Poultry Science Association
- Abbreviation: PSA
- Formation: July 22, 1908; 117 years ago
- Founder: James E. Rice
- Founded at: Cornell University
- Type: Professional association
- Purpose: "…advancing the discovery, dissemination and application of knowledge in the poultry sciences."
- Headquarters: Champaign, Illinois
- Coordinates: 40°06′58″N 88°18′42″W﻿ / ﻿40.116054°N 88.311753°W
- Region served: United States; Canada;
- Fields: Poultry science
- Members: 1800 (2022)
- President: Tom E. Porter
- Secretary-Treasurer: Douglas F. Britton
- First Vice President: Brian D. Fairchild
- Second Vice President: Martin J. Zuidhof
- Website: poultryscience.org

= Poultry Science Association =

American poultry science organization

The Poultry Science Association (PSA) is an American non-profit professional organization for the advancement of poultry science. Founded in 1908, the PSA is headquartered in Champaign, Illinois.
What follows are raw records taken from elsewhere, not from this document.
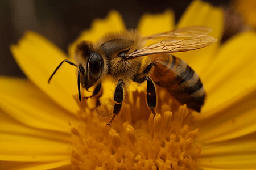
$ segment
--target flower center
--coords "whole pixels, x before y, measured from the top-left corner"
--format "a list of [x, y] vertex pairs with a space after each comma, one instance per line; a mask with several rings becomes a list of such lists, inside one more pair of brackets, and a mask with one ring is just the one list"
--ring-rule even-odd
[[142, 101], [144, 92], [136, 91], [112, 128], [103, 121], [109, 117], [92, 108], [81, 111], [83, 122], [71, 129], [73, 169], [195, 169], [201, 148], [193, 143], [199, 130], [192, 126], [192, 112], [162, 90], [158, 94], [155, 116]]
Consisting of 1800 members, PSA is involved in research, education, nutrition, and processing of poultry-based products, including chicken, quail, turkey, and duck. Its two journals are Poultry Science and Journal of Applied Poultry Research.

Its youngest ever President was Prof Frederick Hutt of the University of Minnesota in 1932 (then aged 34).